La casa, construida por Alejandro Bustillo, tenía un galpón donde mi padre [Luis Enrique de Ridder] guardaba el tractor y las herramientas, pero con los años, como ya no se sembraba, quedó vacío. Mi sueño era armar allí mi taller y una sala de exposición. Entonces le sugerí a Mariano Goñi, que es un arquitecto que había reciclado un galpón muy lindo en una estancia, que me hiciera un dibujo. Lo hizo, pero después yo no tenía la plata para hacer la obra", relata la artista y guardiana de los animales, cuya obra en cerámica es reconocida como una alianza perfecta entre arte y naturaleza.
–¿Y qué hiciste, entonces?
–En Corrientes, conocí a Ricardo Tamalet, que hace bioconstrucción con una cooperativa que se llama Tribu de la Tierra, y quedé maravillada. Él me hablaba de que podía hacerlo gratis, tal como se hacían los ranchos de adobe. Me entusiasmé, me capacité con él y su grupo y después de un año logré hacer el taller y una sala multipropósito.
–¿Qué es la bioconstrucción?
–Es una manera de construir con mate-riales de bajo impacto ambiental. En mi caso, levanté paredes de seis metros con elementos naturales: barro, bosta de vaca y de caballo, arena, arcilla, paja de trigo... Y el revoque fino llevó algunas cositas como ceniza, baba de tuna, engrudo... Fue una experiencia maravillosa que compartí con mis hijos y con dos chicos del pueblo. Hicimos ocho mil adobones, que son una suerte de ladrillos. Y, para capacitarnos, vinieron tres veces, una semana por vez. Fue tan bueno el resultado que también voy a hacer un enorme palomar para las palomas que estaban en el galpón. En vez de sacármelas de encima, voy a darles un nuevo hogar.
UN AÑO DE DESAFÍOS
El verano pasado, Desirée se había instalado en un castillo en Italia para trabajar haciendo obra, pero el coronavirus no sólo cambió sus planes, sino que le impidió volver a casa en tiempo y forma para reencontrarse con su marido, Antonio Salgado, y sus tres hijos, Valentina (19), Lorenzo (18) y Antonio León (9). "Me fui a Italia con muchísimas ilusiones, era un viaje que tenía programado hacía un año para trabajar haciendo obra en un castillo, y al mismo tiempo lo iba a combinar con una muestra en Suiza, y todo eso se fue al tacho por la pandemia. Pude quedarme en el castillo a trabajar pero todo quedó trunco porque no había quién viera mi trabajo", relata.

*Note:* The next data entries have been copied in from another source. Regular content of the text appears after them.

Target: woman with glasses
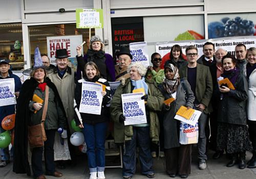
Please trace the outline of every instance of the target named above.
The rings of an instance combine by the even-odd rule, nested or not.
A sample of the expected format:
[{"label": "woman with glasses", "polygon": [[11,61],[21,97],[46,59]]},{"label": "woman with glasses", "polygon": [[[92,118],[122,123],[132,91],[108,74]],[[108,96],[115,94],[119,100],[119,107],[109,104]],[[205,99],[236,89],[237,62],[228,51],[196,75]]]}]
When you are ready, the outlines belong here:
[{"label": "woman with glasses", "polygon": [[178,69],[180,69],[181,66],[187,64],[187,62],[185,60],[185,58],[186,56],[182,54],[181,47],[177,44],[175,44],[170,49],[169,59],[165,60],[163,58],[160,67],[163,69],[166,65],[172,63],[178,67]]}]

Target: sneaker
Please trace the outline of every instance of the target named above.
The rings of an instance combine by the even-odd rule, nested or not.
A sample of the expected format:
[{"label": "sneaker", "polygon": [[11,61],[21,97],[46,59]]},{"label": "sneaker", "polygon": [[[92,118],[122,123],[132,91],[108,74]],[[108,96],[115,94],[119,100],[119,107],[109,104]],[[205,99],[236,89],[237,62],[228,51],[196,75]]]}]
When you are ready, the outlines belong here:
[{"label": "sneaker", "polygon": [[8,164],[9,164],[9,161],[2,161],[0,163],[0,167],[3,168],[5,167]]},{"label": "sneaker", "polygon": [[152,155],[152,157],[153,158],[155,158],[157,157],[157,152],[151,152],[151,155]]},{"label": "sneaker", "polygon": [[90,179],[97,179],[97,172],[91,172],[90,174]]},{"label": "sneaker", "polygon": [[105,175],[104,174],[104,171],[98,172],[98,179],[105,179]]},{"label": "sneaker", "polygon": [[164,157],[164,152],[160,152],[159,153],[159,157],[160,158],[163,158]]},{"label": "sneaker", "polygon": [[204,170],[207,167],[206,163],[204,161],[200,161],[199,162],[199,164],[198,165],[198,168],[200,170]]}]

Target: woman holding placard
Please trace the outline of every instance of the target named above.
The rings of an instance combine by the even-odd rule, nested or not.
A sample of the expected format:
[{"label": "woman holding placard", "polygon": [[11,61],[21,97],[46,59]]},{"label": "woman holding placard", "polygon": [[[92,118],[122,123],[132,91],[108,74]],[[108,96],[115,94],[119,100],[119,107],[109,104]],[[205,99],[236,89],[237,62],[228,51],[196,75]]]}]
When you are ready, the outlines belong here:
[{"label": "woman holding placard", "polygon": [[[123,178],[130,179],[135,173],[137,145],[141,173],[149,178],[153,178],[155,172],[153,169],[150,144],[151,142],[158,143],[159,141],[159,123],[156,112],[161,110],[163,97],[154,81],[144,78],[146,68],[141,63],[131,64],[127,72],[131,78],[126,79],[124,84],[118,86],[110,106],[111,118],[114,121],[115,142],[124,143]],[[146,116],[146,123],[124,126],[126,119],[123,113],[121,95],[133,93],[134,90],[140,89],[145,94],[139,101],[144,100],[146,102],[146,114],[144,116]],[[133,114],[127,112],[126,116],[130,114]]]},{"label": "woman holding placard", "polygon": [[252,157],[248,162],[248,168],[256,168],[256,48],[251,47],[246,55],[246,77],[249,85],[247,101],[247,117],[249,133],[252,143]]},{"label": "woman holding placard", "polygon": [[[75,99],[78,109],[80,107],[83,98],[82,84],[83,81],[101,84],[102,102],[100,115],[80,113],[82,119],[81,123],[76,114],[76,125],[82,128],[82,132],[87,146],[88,165],[90,179],[105,178],[105,139],[108,128],[109,116],[106,105],[110,101],[110,87],[108,81],[100,77],[100,72],[96,64],[93,62],[88,62],[84,66],[83,78],[78,80],[75,90]],[[82,95],[83,96],[83,95]],[[97,177],[98,174],[98,177]]]},{"label": "woman holding placard", "polygon": [[164,74],[165,79],[158,87],[165,100],[176,99],[170,104],[165,103],[162,111],[166,172],[171,177],[179,174],[182,178],[185,178],[190,173],[192,145],[180,144],[180,123],[174,117],[181,106],[193,108],[195,97],[188,82],[180,80],[176,66],[172,63],[166,64]]},{"label": "woman holding placard", "polygon": [[236,66],[237,59],[228,54],[222,58],[223,73],[222,76],[228,79],[234,90],[222,84],[219,87],[221,94],[218,114],[217,148],[225,149],[231,159],[227,164],[231,167],[238,161],[241,169],[246,167],[245,152],[251,149],[249,133],[246,126],[246,100],[248,84],[244,74]]}]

–¿Cuánto tiempo te quedaste varada?
–Dos meses y medio. Esta era la primera vez que me iba por tanto tiempo. Los chicos están más grandes, así que era una gran oportunidad. Por otra parte, dos años atrás había ido a Bélgica a hacer una muestra, que no la pude hacer del todo porque estamos tan lejos, yo no dispongo de grandes capitales y es todo a pulmón. Como las obras quedaron allá, coordiné con una amiga para hacer esta muestra en Ginebra. Pero, obviamente, no pude ni siquiera salir del castillo. En el interín murió el padre de mis hijos mayores [el artista plástico Carlos Regazzoni]. Yo no tenía relación con él, pero los chicos sí. Más allá de que era todo un personaje, era muy bueno con ellos, lo querían y se divertían juntos. Entonces, cuando aterricé, nos vinimos al campo para reencontrarnos, y fue como un resurgir, muy sanador.
–Este es definitivamente tu lugar en el mundo...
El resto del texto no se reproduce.